There are obviously varying degrees of culpability in culpable homicide offences. This Court has recognised this and in confirming a sentence of 10 years imprisonment in what it described as an extraordinarily serious case of culpable homicide said that the sentence was proper for an offence "at the most serious end of the scale of such a crime" (see BONGANI DUMSANI AMOS DLAMINI v REX CA 12/2005). A sentence of 9 years seems to me also to be warranted in culpable homicide convictions only at the most serious end of the scale of such crimes. It is certainly not one to be imposed in every such conviction.

The present appeal is one such case. Apart from the mis­directions to which I earlier referred, it seems to me that insufficient weight was given to the individual facts of the case and to the personal circumstances of the appellant.



The appellant in a drunken moment of negligent behaviour, for that was what he was convicted of, stabbed a man who was his relative and neighbour once in the abdomen, leading to the latter's later death in hospital. It was his first offence in what was obviously an otherwise crime-free life of 30 years. He was, he said, very sorry for what had occurred. To send this man to prison for nine years was, in my view, excessively harsh and lacked the quality of mercy which, as set out above, should temper a sentence. As was said in S v Harrison 1970 (3) SA 684 (A) at 686 A, quoted in S v Rabie Supra at 861 H-862 A:



"Justice must be done, but mercy, not a sledgehammer, is its con-comitantn.



Having regard to all the factors in this case I am of the view that a sentence of 6 years imprisonment would appropriately meet all the criteria I have referred to above.

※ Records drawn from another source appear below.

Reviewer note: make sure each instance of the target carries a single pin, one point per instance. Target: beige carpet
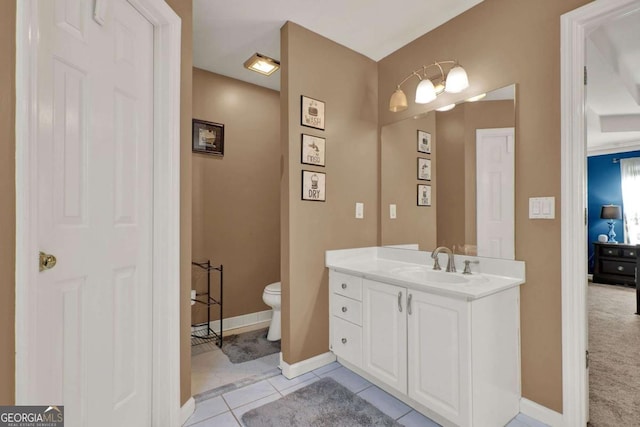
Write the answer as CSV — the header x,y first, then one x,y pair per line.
x,y
614,347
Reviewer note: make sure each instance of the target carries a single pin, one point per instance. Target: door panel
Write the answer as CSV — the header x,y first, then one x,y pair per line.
x,y
495,192
92,311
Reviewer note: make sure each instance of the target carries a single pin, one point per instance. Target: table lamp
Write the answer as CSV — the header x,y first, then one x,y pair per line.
x,y
611,213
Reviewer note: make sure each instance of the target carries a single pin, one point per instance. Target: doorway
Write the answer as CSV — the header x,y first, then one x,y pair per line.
x,y
575,26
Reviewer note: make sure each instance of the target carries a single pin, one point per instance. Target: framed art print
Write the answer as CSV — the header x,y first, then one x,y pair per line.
x,y
312,113
312,150
424,195
424,169
313,186
424,142
208,137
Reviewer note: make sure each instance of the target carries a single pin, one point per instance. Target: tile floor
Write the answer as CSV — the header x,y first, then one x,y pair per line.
x,y
211,368
227,408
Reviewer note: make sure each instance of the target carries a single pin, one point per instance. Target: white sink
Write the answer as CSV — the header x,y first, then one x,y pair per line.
x,y
427,274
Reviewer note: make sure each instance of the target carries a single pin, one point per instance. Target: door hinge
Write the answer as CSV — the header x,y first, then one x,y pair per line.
x,y
587,358
586,217
585,75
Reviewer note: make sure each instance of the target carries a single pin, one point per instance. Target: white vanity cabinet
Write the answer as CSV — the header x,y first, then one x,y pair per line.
x,y
345,310
438,339
385,333
454,359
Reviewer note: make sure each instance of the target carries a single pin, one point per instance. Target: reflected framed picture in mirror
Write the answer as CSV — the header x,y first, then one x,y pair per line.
x,y
424,169
424,142
424,195
312,114
208,137
312,150
313,186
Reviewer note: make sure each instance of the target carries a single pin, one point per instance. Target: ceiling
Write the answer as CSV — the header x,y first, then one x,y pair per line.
x,y
613,86
226,33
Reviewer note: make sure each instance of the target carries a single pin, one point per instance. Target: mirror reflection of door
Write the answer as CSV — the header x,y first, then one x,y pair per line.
x,y
495,192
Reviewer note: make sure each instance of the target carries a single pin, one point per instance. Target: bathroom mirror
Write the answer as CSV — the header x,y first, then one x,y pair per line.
x,y
465,159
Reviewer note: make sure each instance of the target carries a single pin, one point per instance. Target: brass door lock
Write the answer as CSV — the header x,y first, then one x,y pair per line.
x,y
47,261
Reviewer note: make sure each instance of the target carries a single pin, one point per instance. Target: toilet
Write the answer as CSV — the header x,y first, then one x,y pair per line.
x,y
271,297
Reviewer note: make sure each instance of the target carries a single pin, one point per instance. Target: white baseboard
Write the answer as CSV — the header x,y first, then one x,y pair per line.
x,y
541,413
304,366
187,410
229,323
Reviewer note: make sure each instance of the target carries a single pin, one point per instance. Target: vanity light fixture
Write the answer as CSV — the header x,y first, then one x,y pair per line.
x,y
262,64
429,87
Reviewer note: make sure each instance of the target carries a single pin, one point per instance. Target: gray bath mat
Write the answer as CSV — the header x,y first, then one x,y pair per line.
x,y
249,346
323,403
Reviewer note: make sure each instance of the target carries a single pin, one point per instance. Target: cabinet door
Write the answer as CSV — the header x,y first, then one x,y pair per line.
x,y
439,372
385,333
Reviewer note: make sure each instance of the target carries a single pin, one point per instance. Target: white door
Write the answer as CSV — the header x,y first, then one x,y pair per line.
x,y
495,193
439,355
90,315
385,333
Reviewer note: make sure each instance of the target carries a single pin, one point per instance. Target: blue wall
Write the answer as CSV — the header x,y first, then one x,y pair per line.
x,y
603,188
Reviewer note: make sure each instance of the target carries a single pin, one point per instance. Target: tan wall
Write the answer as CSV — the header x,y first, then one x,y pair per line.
x,y
184,9
399,180
450,176
456,163
7,200
500,42
236,198
317,67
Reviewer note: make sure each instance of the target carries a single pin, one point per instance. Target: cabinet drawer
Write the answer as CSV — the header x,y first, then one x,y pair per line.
x,y
619,267
346,340
345,284
347,309
608,251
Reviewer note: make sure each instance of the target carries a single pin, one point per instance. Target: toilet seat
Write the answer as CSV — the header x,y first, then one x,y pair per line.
x,y
273,289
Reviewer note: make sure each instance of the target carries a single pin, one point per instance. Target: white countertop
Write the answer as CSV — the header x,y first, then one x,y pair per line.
x,y
388,266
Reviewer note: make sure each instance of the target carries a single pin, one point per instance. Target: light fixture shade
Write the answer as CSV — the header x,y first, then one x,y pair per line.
x,y
425,92
610,212
262,64
457,80
446,108
398,101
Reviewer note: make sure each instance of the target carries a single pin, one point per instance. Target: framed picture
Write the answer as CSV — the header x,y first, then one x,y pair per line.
x,y
208,138
312,113
424,195
313,186
312,150
424,142
424,169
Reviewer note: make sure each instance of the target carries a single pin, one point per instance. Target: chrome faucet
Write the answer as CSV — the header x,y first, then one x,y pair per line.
x,y
451,265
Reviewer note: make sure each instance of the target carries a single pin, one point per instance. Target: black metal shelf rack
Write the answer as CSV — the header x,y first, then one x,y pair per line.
x,y
202,332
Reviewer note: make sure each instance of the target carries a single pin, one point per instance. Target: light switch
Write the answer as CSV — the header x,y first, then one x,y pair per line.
x,y
542,207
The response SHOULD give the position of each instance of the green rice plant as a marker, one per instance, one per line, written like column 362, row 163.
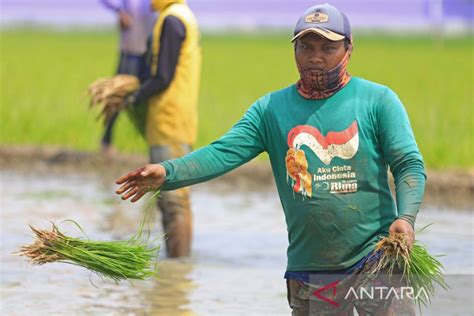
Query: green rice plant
column 120, row 260
column 420, row 270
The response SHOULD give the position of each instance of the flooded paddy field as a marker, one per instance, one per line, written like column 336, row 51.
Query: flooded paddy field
column 237, row 264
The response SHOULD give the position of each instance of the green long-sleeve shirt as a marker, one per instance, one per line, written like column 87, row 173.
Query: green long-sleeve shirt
column 329, row 159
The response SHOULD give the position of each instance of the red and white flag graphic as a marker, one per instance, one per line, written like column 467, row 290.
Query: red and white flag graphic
column 343, row 144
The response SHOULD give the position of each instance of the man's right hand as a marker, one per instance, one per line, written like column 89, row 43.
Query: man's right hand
column 137, row 183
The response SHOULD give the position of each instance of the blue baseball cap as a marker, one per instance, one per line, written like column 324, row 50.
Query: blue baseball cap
column 325, row 20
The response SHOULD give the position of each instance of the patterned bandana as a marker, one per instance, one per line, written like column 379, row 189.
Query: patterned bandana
column 317, row 84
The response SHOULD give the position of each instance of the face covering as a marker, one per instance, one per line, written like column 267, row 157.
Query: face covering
column 317, row 84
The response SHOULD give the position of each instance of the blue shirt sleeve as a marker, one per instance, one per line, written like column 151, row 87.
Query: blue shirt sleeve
column 401, row 152
column 239, row 145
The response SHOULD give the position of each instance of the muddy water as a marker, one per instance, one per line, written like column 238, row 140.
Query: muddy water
column 236, row 268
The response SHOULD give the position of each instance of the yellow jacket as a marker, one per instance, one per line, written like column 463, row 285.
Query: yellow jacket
column 172, row 114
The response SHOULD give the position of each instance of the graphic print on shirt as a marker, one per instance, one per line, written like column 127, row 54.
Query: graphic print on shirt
column 337, row 178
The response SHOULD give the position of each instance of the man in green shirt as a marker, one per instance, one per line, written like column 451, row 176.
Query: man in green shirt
column 331, row 138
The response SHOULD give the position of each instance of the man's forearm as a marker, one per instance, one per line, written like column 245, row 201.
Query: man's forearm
column 410, row 188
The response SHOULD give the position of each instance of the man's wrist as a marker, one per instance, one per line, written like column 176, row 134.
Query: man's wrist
column 408, row 219
column 131, row 100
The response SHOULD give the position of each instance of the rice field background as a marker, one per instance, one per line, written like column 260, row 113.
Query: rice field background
column 44, row 75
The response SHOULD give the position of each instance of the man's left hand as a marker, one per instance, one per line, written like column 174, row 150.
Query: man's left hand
column 403, row 227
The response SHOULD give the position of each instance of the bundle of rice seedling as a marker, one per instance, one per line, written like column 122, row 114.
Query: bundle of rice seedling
column 109, row 94
column 420, row 269
column 134, row 258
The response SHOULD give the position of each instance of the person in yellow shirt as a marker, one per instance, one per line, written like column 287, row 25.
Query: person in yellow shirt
column 171, row 96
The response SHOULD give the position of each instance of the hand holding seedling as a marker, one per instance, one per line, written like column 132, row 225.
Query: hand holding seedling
column 137, row 183
column 403, row 227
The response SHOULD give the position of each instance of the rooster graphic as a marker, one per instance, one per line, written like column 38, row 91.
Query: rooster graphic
column 343, row 144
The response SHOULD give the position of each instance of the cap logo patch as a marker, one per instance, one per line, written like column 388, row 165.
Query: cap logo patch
column 317, row 17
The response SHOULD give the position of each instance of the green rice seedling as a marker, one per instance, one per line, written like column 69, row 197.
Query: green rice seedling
column 132, row 259
column 420, row 269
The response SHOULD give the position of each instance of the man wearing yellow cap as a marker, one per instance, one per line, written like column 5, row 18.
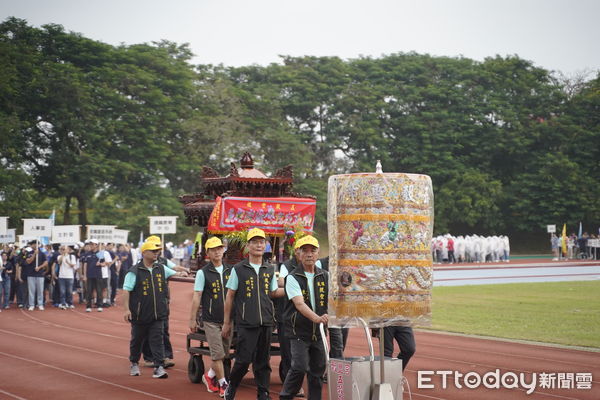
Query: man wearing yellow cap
column 210, row 291
column 146, row 307
column 306, row 288
column 251, row 286
column 146, row 351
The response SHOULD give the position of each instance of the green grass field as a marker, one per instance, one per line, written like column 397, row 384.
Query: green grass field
column 553, row 312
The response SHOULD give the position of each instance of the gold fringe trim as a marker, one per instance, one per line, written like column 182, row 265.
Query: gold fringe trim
column 388, row 309
column 383, row 217
column 384, row 263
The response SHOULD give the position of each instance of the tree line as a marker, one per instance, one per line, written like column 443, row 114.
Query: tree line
column 123, row 130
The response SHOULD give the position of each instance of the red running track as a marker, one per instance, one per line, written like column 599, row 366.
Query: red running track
column 58, row 354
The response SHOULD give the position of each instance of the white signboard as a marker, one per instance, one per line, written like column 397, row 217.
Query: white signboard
column 163, row 225
column 65, row 234
column 24, row 239
column 120, row 236
column 102, row 233
column 3, row 225
column 8, row 237
column 37, row 227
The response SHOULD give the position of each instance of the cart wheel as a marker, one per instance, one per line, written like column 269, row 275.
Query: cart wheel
column 281, row 375
column 227, row 367
column 195, row 369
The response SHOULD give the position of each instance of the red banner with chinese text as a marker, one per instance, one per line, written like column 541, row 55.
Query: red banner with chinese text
column 272, row 214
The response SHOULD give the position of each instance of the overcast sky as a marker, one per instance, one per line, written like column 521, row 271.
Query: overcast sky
column 559, row 35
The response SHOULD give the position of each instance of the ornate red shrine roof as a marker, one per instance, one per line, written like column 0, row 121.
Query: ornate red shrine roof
column 244, row 181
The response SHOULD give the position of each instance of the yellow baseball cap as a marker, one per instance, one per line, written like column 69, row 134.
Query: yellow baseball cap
column 213, row 242
column 307, row 240
column 255, row 232
column 151, row 245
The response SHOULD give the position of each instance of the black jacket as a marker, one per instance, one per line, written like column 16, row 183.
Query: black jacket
column 148, row 300
column 297, row 325
column 252, row 305
column 214, row 293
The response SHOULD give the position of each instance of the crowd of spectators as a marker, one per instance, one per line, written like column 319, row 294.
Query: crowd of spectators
column 470, row 248
column 57, row 275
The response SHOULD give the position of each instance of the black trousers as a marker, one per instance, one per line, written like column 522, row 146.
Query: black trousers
column 406, row 341
column 151, row 332
column 253, row 345
column 114, row 283
column 94, row 284
column 308, row 358
column 147, row 352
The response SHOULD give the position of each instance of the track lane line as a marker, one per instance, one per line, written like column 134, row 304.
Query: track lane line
column 14, row 396
column 84, row 376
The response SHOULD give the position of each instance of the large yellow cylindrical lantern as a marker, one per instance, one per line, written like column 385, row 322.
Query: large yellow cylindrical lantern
column 380, row 228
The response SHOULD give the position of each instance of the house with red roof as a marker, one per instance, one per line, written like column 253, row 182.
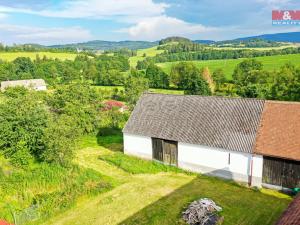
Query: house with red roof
column 247, row 140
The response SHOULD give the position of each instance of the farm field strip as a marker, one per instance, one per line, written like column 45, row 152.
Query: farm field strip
column 228, row 65
column 10, row 56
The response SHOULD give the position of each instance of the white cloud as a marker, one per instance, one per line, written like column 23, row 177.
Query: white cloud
column 25, row 34
column 99, row 9
column 155, row 28
column 2, row 16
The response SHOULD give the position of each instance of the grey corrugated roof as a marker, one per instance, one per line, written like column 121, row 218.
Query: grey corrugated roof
column 228, row 123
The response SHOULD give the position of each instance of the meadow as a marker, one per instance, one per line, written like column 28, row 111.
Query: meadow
column 270, row 63
column 149, row 52
column 151, row 193
column 10, row 56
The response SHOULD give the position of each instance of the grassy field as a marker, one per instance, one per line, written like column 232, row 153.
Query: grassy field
column 270, row 63
column 291, row 45
column 10, row 56
column 148, row 51
column 148, row 196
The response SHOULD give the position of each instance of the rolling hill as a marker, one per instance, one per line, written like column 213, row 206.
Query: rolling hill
column 108, row 45
column 280, row 37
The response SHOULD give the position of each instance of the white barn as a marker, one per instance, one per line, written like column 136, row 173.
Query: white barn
column 34, row 84
column 211, row 135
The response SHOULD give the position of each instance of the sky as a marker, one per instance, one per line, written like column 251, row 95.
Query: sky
column 69, row 21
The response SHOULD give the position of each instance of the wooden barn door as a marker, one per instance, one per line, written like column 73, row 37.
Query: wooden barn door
column 164, row 151
column 170, row 152
column 291, row 174
column 157, row 149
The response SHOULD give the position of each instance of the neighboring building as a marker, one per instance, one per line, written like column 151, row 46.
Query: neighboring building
column 225, row 137
column 35, row 84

In the result therefore the following order is made:



1. The conviction of culpable homicide is confirmed.

2. The sentence of the trial Court is set aside and there is substituted therefor the following sentence:



6 years imprisonment.





P.H. TEBBUTT JUDGE OF APPEAL

I agree



J.'BROWDE JUDGE OF APPEAL

I agree



M.M. RAMPDlBEDI JUDGE OF APPEAL


Delivered in open court at Mbabane on this / day of November 2007.